Instead of talking about the college experience as a BFA Theatre Arts major at BU, I thought I'd discuss a philosophy of art that I hold: I firmly believe that the best mode of learning for an artist is through the consumption of other art. It is so important for us to be patrons of art and artists. It's not only a way of giving back to our fellow artists, but also a brilliant method of learning for our own artistic gain. Inspiration strikes from others, so it only makes sense that artists become inspired by the art of others.

For years, I have considered my intake of art in a variety of mediums as part of my work as an artist. Sure, I watch movies, read books, etc for fun, but saying I do it to enhance my artistic work makes me feel more productive and allows me to actively engage with and take in said art in critical and enlightening ways.

The books I read make me a better narrative writer. The plays I read make me a better playwright. The TV shows I watch make me a better long-form storyteller and TV actor. The films I watch make me a better specific storyteller and film actor. The plays I watch make me a better world-builder/image creator/stage actor. The music I listen to makes me a better short-form storyteller/musician/songwriter. The musicals I watch make me a better dynamic storyteller and musical theatre actor. There are no bounds to what I can learn from the intake of my artforms.

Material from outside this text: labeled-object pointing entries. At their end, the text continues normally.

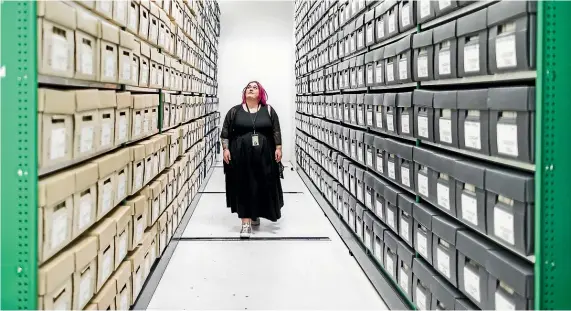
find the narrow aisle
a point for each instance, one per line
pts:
(299, 262)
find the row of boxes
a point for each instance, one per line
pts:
(482, 197)
(107, 265)
(76, 124)
(460, 263)
(497, 121)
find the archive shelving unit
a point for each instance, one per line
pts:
(21, 79)
(336, 112)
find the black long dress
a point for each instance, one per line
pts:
(253, 186)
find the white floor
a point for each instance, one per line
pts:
(281, 271)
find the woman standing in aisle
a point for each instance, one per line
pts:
(252, 143)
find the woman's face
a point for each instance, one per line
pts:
(252, 91)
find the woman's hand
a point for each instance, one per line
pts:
(278, 154)
(227, 157)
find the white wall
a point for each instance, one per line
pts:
(257, 43)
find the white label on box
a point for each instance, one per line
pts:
(403, 280)
(504, 225)
(60, 53)
(424, 8)
(404, 172)
(507, 139)
(86, 141)
(379, 119)
(422, 66)
(390, 218)
(379, 73)
(472, 283)
(106, 133)
(390, 72)
(85, 288)
(86, 64)
(404, 229)
(469, 209)
(502, 302)
(85, 210)
(445, 130)
(405, 124)
(423, 184)
(59, 227)
(421, 244)
(506, 51)
(107, 200)
(443, 262)
(472, 57)
(443, 196)
(109, 64)
(403, 68)
(472, 134)
(57, 143)
(391, 166)
(444, 62)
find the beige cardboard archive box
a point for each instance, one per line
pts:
(87, 36)
(107, 107)
(55, 199)
(55, 283)
(84, 198)
(109, 45)
(56, 48)
(123, 118)
(56, 110)
(87, 129)
(105, 232)
(85, 271)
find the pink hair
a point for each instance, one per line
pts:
(262, 94)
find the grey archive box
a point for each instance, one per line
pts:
(403, 64)
(471, 194)
(360, 109)
(369, 107)
(404, 267)
(423, 54)
(391, 210)
(445, 51)
(424, 174)
(422, 277)
(422, 101)
(510, 282)
(405, 114)
(473, 252)
(370, 27)
(391, 64)
(380, 156)
(360, 185)
(405, 218)
(444, 256)
(512, 122)
(473, 121)
(390, 258)
(389, 113)
(370, 152)
(510, 209)
(445, 196)
(370, 68)
(512, 48)
(446, 118)
(472, 34)
(444, 295)
(368, 232)
(378, 242)
(422, 214)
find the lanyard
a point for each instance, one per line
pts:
(255, 116)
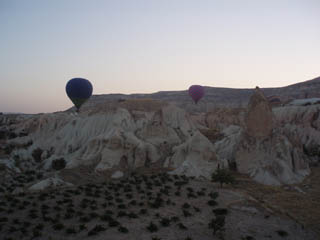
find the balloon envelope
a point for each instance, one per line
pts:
(196, 92)
(79, 90)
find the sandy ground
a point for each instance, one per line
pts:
(74, 213)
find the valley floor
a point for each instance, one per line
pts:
(157, 206)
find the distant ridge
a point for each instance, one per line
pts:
(217, 96)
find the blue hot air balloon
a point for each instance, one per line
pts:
(79, 90)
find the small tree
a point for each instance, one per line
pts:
(222, 176)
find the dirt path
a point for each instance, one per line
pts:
(300, 202)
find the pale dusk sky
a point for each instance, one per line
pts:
(145, 46)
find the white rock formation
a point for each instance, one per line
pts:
(196, 157)
(118, 140)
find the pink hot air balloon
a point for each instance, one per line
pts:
(196, 92)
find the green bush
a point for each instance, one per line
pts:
(222, 176)
(58, 164)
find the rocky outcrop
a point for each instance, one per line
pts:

However, it isn't just our own artforms that we learn from. For me, visual arts aren't exactly my expertise nor are they my niche. Despite this, I constantly seek out visual art as a source for inspiration and enlightenment for my own self and art. There's no reason not to, what with the surplus of accessibility of visual art. Art is everywhere, conventional and unconventional, whether it's the currations and collections of visual art in museums and galleries (and an extra bonus, Boston University students get free entrance to the local museums), street art and graffiti along city walls and sidewalks, murals commissioned by cities, pictures hanging on café walls...

And it isn't just that. There's art in things simple as people in a window, grass rippling in the wind, history impacting today, feet pounding on gravel, the clouds moving and colliding. And I take it all in. I take a mental picture of it, stow it in the smallest caves of my brain so that I can look back on those moments-all that art-and weave those images into my own art. This art in everyday life is absolutely necessary to my process and my inspiration.